III. Recent OCAHO Decisions
In 2013, there was significantly greater litigation at Office of Chief Administrative Hearing Officer (OCAHO) involving I-9 form violations. ICE, the prosecutor of these cases, won 29 of the 30 OCAHO decisions. However, even though ICE won, in part, 29 cases involving the level of penalties, the employers were successful in greatly reducing the total amount of the penalties. In 2013, OCAHO reduced penalties sought by ICE by an average of 46.5% – reducing the penalties sought by ICE from $1,091,259.75 to approximately $508,020. The reduction in penalties is similar to 2012 when the reduction averaged 45 per cent, although it only involved 11 cases.
IV. How is the Anti-Discrimination Provisions of IRCA Enforced?

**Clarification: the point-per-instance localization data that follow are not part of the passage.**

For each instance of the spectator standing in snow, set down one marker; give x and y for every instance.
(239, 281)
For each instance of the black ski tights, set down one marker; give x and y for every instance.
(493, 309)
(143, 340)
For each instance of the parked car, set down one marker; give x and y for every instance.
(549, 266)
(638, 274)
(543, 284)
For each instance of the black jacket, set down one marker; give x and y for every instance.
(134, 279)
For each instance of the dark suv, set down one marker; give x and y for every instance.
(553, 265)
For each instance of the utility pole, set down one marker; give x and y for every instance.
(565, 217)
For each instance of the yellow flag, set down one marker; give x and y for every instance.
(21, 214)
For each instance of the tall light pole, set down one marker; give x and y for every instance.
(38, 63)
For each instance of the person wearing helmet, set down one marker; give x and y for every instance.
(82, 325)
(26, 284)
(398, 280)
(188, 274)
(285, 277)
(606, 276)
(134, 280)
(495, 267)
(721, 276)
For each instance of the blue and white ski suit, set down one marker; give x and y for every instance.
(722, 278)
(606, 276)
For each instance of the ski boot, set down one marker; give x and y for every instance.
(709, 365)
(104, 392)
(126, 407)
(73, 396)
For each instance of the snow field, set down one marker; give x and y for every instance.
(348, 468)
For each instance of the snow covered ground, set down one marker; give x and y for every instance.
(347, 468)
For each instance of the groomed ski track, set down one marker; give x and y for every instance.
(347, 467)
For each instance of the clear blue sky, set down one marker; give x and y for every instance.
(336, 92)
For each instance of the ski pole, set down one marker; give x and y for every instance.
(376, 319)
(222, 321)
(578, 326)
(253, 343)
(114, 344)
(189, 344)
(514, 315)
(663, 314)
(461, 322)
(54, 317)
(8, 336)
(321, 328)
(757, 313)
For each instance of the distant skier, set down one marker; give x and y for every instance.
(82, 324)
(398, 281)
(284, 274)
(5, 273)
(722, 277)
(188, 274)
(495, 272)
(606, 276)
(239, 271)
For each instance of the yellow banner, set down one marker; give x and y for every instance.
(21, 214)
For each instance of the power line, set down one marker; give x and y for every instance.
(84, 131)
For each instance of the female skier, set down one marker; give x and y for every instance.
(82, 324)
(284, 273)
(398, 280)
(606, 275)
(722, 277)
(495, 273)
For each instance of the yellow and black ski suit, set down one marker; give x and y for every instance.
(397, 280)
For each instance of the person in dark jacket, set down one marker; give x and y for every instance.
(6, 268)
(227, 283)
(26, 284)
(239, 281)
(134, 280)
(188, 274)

While employers need to be diligent about complying with IRCA’s employment verification rules, they should not be so overzealous that they end up penalizing qualified employees. IRCA has anti-discrimination rules that can result in an employer facing stiff sanctions. Employers of more than three employees are covered by the IRCA anti-discrimination rules (as opposed to the 15 or more employees covered by Title VII). IRCA protects most U.S. citizens, permanent residents, temporary residents or asylees and refugees from discrimination on the basis of national origin or citizenship status if the person is authorized to work. Aliens illegally in the U.S. are not protected.

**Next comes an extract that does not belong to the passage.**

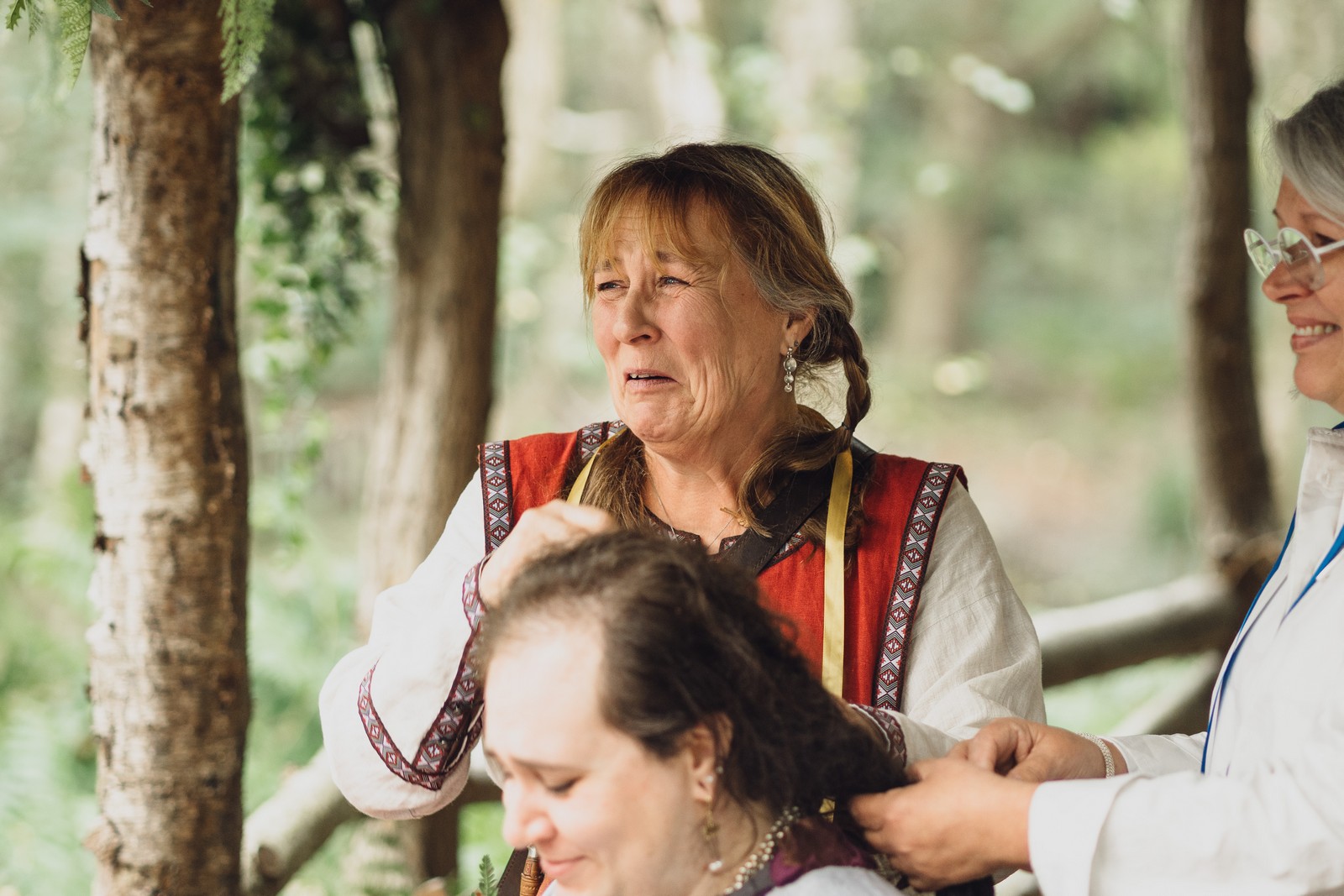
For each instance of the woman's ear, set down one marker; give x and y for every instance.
(705, 747)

Office of Special Counsel for Immigration-Related Unfair Employment Practices (OSC) is responsible for enforcing the anti-discrimination provisions of IRCA, which prohibits citizenship and national origin status discrimination in hiring, firing and recruitment or referral for a fee, as well as document abuse – discriminatory I-9 form and E-Verify practices. If a company becomes overzealous in making sure all employees are authorized to work in the United States by requesting more documentation or certain documentation for non-citizens, it could be in violation of the anti-discrimination provision.
The OSC has been especially active recently in investigating and settling allegations under the anti-discrimination provision. In 2013, the OSC reached settlements with 20 employers concerning issues of document abuse or citizenship discrimination. The total penalties paid to the U.S. government in these 20 cases were approximately $788,500, with the largest penalty of $250,000, being paid by Centerplate, Inc., due to alleged document abuse. In addition to the civil penalties, employers paid approximately $260,000 in back pay to individuals who were alleged to have been discriminated against.
V. Department of Labor Audits
The Department of Labor (DOL), Wage Hour Division has the authority to conduct H-1B investigations in much the same manner as ICE has the authority to conduct I-9 inspections/audits. During these investigations, DOL will be demanding the employer produce the public access file as well as all I-129 USCIS petitions and H Supplements as well as approval notices. Other records requested include any records on a change in corporate structure, any “single employer” entities, whether the employer is “H-1B dependent”, a past “willful violator”, and liquidated damages or penalties sought or collected from H-1B workers. The DOL also has the authority to determine whether an employer engaged in benching (failure to pay an H-1B employee who is ready and available for work).
As the above demonstrates, employers are on the front lines of immigration compliance enforcement and have several government agencies to be concerned about.